Tool	Side effect	Description
`read_file`	read	Read a file with line numbers
`write_file`	write	Write a file, creating directories as needed
`edit_file`	write	Replace an exact string in a file (must be unique)
`list_directory`	read	List files and directories
`bash`	execute	Run a shell command, return stdout + stderr

All built-ins are opt-in via ToolConfig.enabled_builtins.

Custom tools

from agent import Agent
from agent.tools.schema import SideEffect, ToolSpec

agent = Agent()

# Decorator style
@agent.registry.register(
    name="fetch_url",
    description="Fetch the contents of a URL",
    side_effects=[SideEffect.NETWORK],
)
async def fetch_url(url: str) -> str:
    import httpx
    async with httpx.AsyncClient() as client:
        r = await client.get(url)
        return r.text

# Or explicit ToolSpec (with prompt metadata for the system prompt)
agent.registry.add(ToolSpec(
    name="count_lines",
    description="Count the lines in a file",
    prompt_snippet="Count lines in a file",
    prompt_guidelines=["Use count_lines instead of bash wc -l."],
    input_schema={
        "type": "object",
        "properties": {"path": {"type": "string"}},
        "required": ["path"],
    },
    side_effects=[SideEffect.READ],
    handler=lambda path: str(sum(1 for _ in open(path))),
))

Sessions and persistence

Sessions are automatically saved as JSONL files.
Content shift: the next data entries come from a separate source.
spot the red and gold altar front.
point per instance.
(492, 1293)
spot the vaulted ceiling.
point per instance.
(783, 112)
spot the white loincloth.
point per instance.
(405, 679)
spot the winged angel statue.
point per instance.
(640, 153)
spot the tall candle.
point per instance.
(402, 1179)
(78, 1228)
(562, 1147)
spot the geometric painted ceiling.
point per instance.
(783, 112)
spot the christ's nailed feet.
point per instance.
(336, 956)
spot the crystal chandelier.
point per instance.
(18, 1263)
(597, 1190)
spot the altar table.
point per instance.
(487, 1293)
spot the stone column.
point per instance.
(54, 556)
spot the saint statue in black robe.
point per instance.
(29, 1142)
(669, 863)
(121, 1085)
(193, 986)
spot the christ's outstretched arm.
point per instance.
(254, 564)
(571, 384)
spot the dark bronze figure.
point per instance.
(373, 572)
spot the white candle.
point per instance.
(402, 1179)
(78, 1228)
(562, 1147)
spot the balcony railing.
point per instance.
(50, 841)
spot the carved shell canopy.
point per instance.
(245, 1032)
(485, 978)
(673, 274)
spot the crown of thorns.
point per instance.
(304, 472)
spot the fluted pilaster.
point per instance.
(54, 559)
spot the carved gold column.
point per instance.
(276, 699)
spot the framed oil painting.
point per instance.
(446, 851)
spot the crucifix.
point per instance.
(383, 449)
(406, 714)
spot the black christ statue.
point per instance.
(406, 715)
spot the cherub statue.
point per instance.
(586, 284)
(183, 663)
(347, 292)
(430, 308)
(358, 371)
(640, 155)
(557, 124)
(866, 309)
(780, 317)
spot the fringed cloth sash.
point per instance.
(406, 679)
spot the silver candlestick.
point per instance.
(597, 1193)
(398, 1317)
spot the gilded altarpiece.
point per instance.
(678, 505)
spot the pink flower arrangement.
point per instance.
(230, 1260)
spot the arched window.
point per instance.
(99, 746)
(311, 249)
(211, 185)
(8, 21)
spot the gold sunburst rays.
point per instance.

Every event (messages, tool calls, results, metadata) is persisted. Each session carries a session_id, a run_id (refreshed on resume), and a trace_id (stable for the lifetime of the session object).

from agent import Agent
from agent.memory.session_store import SessionStore

agent = Agent()
store = SessionStore(".agent/sessions")

# First run
session = await agent.run("Write a Python script that sorts a CSV")
store.save(session)
print(session.session_id)  # e.g. "a3f1b2c4d5e6f7a8"
print(session.trace_id)    # stable identifier for logging / tracing

# Resume later
session = store.load("a3f1b2c4d5e6f7a8")
session = await agent.run("Now add error handling", session=session)

# List all sessions
print(store.list_sessions())

# Compact a long session to its most recent 200 events
store.compact("a3f1b2c4d5e6f7a8", max_events=200)

From the CLI, resume a session by passing --session (or -s) to any interactive command:

aar chat --session a3f1b2c4d5e6f7a8
aar run "add error handling" --session a3f1b2c4d5e6f7a8
aar tui --session a3f1b2c4d5e6f7a8

Event model

The agent emits typed events you can subscribe to:

from agent.core.events import AssistantMessage, ToolCall, ToolResult, EventType

def on_event(event):
    if isinstance(event, ToolCall):
        print(f"-> {event.tool_name}({event.arguments})")
    elif isinstance(event, ToolResult) and event.is_error:
        print(f"FAIL {event.tool_name}: {event.output}")
    elif isinstance(event, AssistantMessage):
        print(event.content)

agent.on_event(on_event)
session = await agent.run("Do something")

Use agent.off_event(callback) to unsubscribe a previously registered callback. Multiple callbacks are supported and called in registration order; a failing callback is logged and does not prevent subsequent callbacks from firing.

Event types: user_message, assistant_message, tool_call, tool_result, reasoning, provider_meta, error, session.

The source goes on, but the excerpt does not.